Former Judge Robert Nalley of Charles County was also sentenced to a year of probation, the Associated Press reports. Nalley, 72, told the judge he was “chagrined to be standing here” and he had made an “error in judgment.”

Nalley was sentenced after pleading guilty in February to a federal misdemeanor charge of deprivation of rights under color of law.

Nalley had ordered the defendant shocked with a Stun-Cuff in July 2014 after the defendant ignored two orders to stop reading from a prepared statement questioning Nalley’s authority.

A video of the incident was played in court on Thursday, according to the AP account.
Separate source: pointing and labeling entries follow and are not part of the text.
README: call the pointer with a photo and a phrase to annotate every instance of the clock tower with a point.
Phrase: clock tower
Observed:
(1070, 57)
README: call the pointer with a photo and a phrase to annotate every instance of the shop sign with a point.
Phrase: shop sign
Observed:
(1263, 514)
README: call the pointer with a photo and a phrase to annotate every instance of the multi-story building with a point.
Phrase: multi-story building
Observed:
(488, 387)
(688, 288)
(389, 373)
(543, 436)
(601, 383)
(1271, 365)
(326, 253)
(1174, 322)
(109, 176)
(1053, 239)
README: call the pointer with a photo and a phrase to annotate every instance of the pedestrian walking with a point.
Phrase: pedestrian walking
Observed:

Prosecutor Kristi O’Malley said Nalley “very quickly grew impatient,” though the defendant didn’t raise his voice and even addressed the judge as “sir.”

“Our Constitution does not allow a violation of rights based on annoyance,” O’Malley said.

The man Nalley had ordered shocked, Saamir Jhaled Khaleel Kingali, told the judge that the shocking was a “very dehumanizing experience.” He left the courtroom before Nalley’s sentencing and said afterward that “there was no justice here today.”

Nalley was previously in the news in July 2010 when he was suspended without pay for five days for letting the air out of the tires of a car parked in a restricted area near the courthouse. Nalley had said the parking spot was for him.